The early Christians, Buddhists, Mystics, and others understood what was meant by rebirth. It means that the spirit and soul, which lie dormant when we enter the world of matter, must be awakened and made conscious. That makes us very different people. It makes us butterflies instead of caterpillars. Sadly, most of those who today claim to be reborn have not actually done this.
Water, Spirit, Fire, and Holy Spirit
I can agree with the Philokalia when it says that this rebirth through four different things all refers to rebirth through the spirit of God. In the specifics of each, I think they are only partly correct.
While water can represent a spiritual cleansing—which is certainly necessary for most of us—it can mean much more. We think of water as flowing. Water has waves. Energy also flows in waves. So another interpretation of water is as flowing waves of energy. Not just any energy. It is the spiritual energy that flows from God, into the spiritual sun (or Sun of Righteousness), and then into us. It is this energy that awakens and “feeds” the spirit and soul. It is, in that way, a means of being reborn. It is a means of spiritual rebirth.

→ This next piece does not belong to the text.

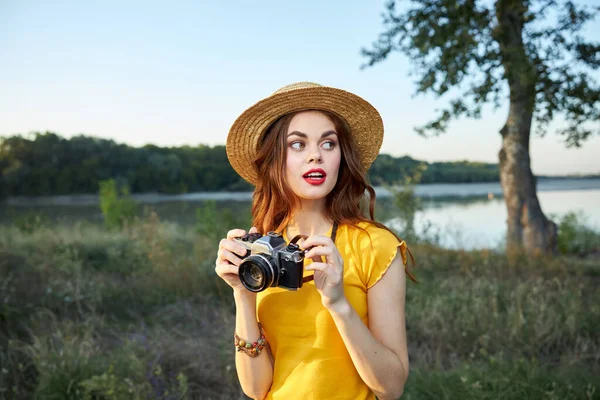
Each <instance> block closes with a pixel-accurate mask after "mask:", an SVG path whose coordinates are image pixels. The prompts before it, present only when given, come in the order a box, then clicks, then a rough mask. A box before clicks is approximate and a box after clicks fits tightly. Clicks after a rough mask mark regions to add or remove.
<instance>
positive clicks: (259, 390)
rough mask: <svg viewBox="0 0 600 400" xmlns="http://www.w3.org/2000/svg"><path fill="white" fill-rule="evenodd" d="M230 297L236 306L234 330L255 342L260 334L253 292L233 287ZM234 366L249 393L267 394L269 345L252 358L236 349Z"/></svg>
mask: <svg viewBox="0 0 600 400" xmlns="http://www.w3.org/2000/svg"><path fill="white" fill-rule="evenodd" d="M244 290H245V289H244ZM233 297H234V299H235V306H236V314H235V331H236V333H237V335H238V336H239V337H240V338H242V339H243V340H245V341H250V342H255V341H256V340H257V339H258V338H259V337H260V331H259V329H258V322H257V320H256V293H252V292H250V291H247V290H246V291H245V292H244V291H241V290H236V291H234V296H233ZM267 346H268V344H267ZM235 367H236V370H237V374H238V379H239V380H240V385H241V386H242V390H243V391H244V393H245V394H246V395H247V396H248V397H251V398H253V399H263V398H265V397H266V396H267V393H268V391H269V388H270V387H271V382H272V381H273V363H272V360H271V358H270V356H269V353H268V347H265V348H264V349H263V351H262V352H261V353H260V355H259V356H258V357H254V358H252V357H250V356H248V355H247V354H245V353H243V352H238V351H236V353H235Z"/></svg>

To the ancients, fire and light meant the same thing. Since they got light from a fire, they used the words interchangeably. So yes, fire can burn the impurities out of us, but it does more. Thinking more in terms of light, it again represents that energy, that spiritual light, that comes to us through the Sun of Righteousness (“Sun,” not “Son”). This spiritual sun shines on all, but only those who turn to it and attune themselves to it receive and significant benefit. The Old Testament prophet Malachi did promise, however, that it would burn all the evil out of the world. That doesn’t mean people, animals, etc. will burst into flames. It means that we will all transform into spiritual beings. We must all go through a spiritual rebirth. Those who make the effort to transform early will be the leaders in that coming Golden Age of spirit.
Likewise, spiritual rebirth by spirit or the Holy Spirit means the same thing. That light, fire, flowing Water of Life that comes from the spiritual sun.
Law of the Sabbath
I have to admit that I never thought of the references to animals with regard to the Sabbath was really a reference to the human physical, or animal, body. Yet it makes perfect sense to see it that way. Of course, work animals need to be allowed to rest. But I think that is more of a daily thing rather than a weekly one.
When it comes to man, however, I see it differently. It isn’t so much that the physical body needs a day of rest once a week, although that might be a good thing also. I think what was really meant by those who started the idea of a Sabbath is a day of mental rest. Or more accurately, periods of mental rest. It could be a day or an hour. It might be just a few minutes. So in an allegorical way, the idea of a Sabbath is to remind us that we need to devote time to spiritual matters as well as physical and mental ones. It also is hinting at the need during spiritual practices to clear the mind as much as possible and let the true knowledge found in the spiritual light educate us. As the Zen masters say, you must empty your cup before it can be refilled with something else. The one who successfully empties his cup can experience that spiritual rebirth.